Artificial intelligence technologies can help organizations work smarter and provide better service to customers, but machines can’t entirely replace people. Organizations still need that human touch to develop a plan for deploying and integrating tech advances.

At PODS, successful use of technology — led by well-trained, highly-effective human workers — resulted in recognition as the moving company with the best customer service in America, according to Newsweek.

customer service award

Such achievements shows how from PODS’ effective deployment of technology works best when highly capable humans lead the way.

“Integrating artificial intelligence into enterprise operations — and ensuring that it integrates into the company culture — is a very human task,” writes Sean Duffy on CMSWire. “While such initiatives need not be daunting undertakings, business leaders must invest time and resources toward careful deployment plans for AI applications across the entire organization, not just in silos.”

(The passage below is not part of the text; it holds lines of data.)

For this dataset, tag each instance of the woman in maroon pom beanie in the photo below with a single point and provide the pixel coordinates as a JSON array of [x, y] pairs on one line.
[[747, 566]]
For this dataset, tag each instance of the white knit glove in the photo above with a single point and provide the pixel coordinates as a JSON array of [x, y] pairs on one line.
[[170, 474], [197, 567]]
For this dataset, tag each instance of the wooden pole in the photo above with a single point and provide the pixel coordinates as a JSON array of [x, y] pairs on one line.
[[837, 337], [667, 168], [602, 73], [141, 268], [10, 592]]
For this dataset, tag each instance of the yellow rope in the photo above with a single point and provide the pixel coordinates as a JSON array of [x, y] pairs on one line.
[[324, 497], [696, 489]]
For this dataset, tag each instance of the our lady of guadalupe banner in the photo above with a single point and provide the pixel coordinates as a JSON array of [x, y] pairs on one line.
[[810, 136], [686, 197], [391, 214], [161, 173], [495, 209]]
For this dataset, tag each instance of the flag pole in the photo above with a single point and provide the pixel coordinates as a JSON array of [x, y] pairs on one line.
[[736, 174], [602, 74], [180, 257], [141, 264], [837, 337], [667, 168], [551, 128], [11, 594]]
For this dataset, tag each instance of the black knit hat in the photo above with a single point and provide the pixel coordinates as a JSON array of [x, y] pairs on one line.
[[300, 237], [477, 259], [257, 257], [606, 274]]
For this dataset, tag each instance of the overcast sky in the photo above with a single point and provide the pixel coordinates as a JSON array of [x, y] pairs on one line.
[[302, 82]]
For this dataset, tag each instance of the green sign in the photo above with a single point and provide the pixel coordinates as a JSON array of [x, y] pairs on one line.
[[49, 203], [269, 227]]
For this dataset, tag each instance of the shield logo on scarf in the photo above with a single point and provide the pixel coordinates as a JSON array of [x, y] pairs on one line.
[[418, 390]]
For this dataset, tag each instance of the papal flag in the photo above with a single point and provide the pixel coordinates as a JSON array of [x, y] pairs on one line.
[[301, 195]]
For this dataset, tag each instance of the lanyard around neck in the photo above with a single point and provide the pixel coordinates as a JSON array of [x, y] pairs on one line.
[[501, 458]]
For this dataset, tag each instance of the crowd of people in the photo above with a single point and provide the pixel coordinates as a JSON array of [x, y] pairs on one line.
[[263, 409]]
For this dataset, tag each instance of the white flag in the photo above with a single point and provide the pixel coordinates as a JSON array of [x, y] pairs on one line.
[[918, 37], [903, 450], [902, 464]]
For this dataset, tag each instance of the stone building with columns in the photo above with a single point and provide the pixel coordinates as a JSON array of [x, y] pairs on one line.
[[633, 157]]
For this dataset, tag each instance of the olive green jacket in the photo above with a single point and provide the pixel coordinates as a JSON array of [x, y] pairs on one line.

In 1998, PODS’ idea to streamline the moving process with portable storage containers revolutionized the moving and storage industry. That focus on innovation has carried through more than 20 years in business, and PODS continues to look for innovative ways to solve the most challenging problems.

Building on Innovation

In many cases, technology tools such as scheduling, tracking and budgeting, make it easier to run a business. But the technology is only beneficial in providing service because of efforts to hire and develop good people.

For instance, quality customer service folks know the right questions to ask, in order to plug the right information into scheduling software to meet customer needs. Delivery drivers need to understand GPS systems and scheduling software for on-time deliveries, while making sure customers have everything they need.

As technology increasingly handles remote tasks, humans’ ability to manage more complex tasks is more important than ever.

Here’s how to make sure they’re prepared.

Empower frontline staff

Customers once called companies for help paying their bills, changing their mailing addresses, and opening new accounts. Today, customers can manage many of those tasks through a website or automated call center. Calls that reach company representatives are for complex issues that automated services can’t handle. As a result, phone operators must be highly trained and empowered to handle those complex requests.

To address this, for example, T-Mobile executives devised a Team of Experts model, according to the Harvard Business Review. Teams include cross-functional groups of 47 people who are assigned to serve groups of customers in a specific market. Each team includes customer representatives, a leader, four dedicated coaches, eight technology specialists, and a resource manager. Rather than focusing on how quickly they can complete a customer service phone call, as such teams have traditionally done, these customer service teams focus on meeting complex customer needs and are empowered to make their own decisions for solving customer issues.

Focus on soft skills

Effective implementation of artificial intelligence and other technology tools depends on the type of employees you have.

For instance, in 2005, when The Home Depot spent $1 billion on automating merchandising and store processes without adequate user training and without input from associates and store managers, many of the systems failed or fell short of their promised impact. They didn’t fit the needs of the stores, or associates weren’t prepared to deploy them, writes Zeynep Ton, author of “The Good Jobs Strategy,” in The Harvard Business Review.

business owner customer relationship

In contrast, Spain’s largest supermarket chain, Mercadona, “uses its employees’ creative and problem-solving skills to suggest product, packaging, and transportation improvements that have already saved the company millions of euros,” Ton writes.

Rather than treating hourly employees like cogs in a wheel, Mercadona empowers store employees to order products and display them in a way that will meet customers’ needs.

When Mercadona spent some 600 million euros from 2005 to 2008 to install logistics and in-store retail technologies, “the rollout went smoothly because their workers were engaged in the process,” Ton continues. Instead of layoffs, the company trained employees.

As the business world becomes increasingly automated, empowered employees will be increasingly valuable.

“If you want to be the kind of nimble business that can make the most of successive waves of tech innovation, you need human beings who can adapt to change,” writes Alexandra Samuel, also in the Harvard Business Review.

Rather than focusing on whether your employees have the latest tech know-how, focus on skills like communication, collaboration, troubleshooting and lifelong learning, Samuel writes. These soft skills will ensure that employees are better able to adapt to new technologies, and better able to provide the service your customers expect.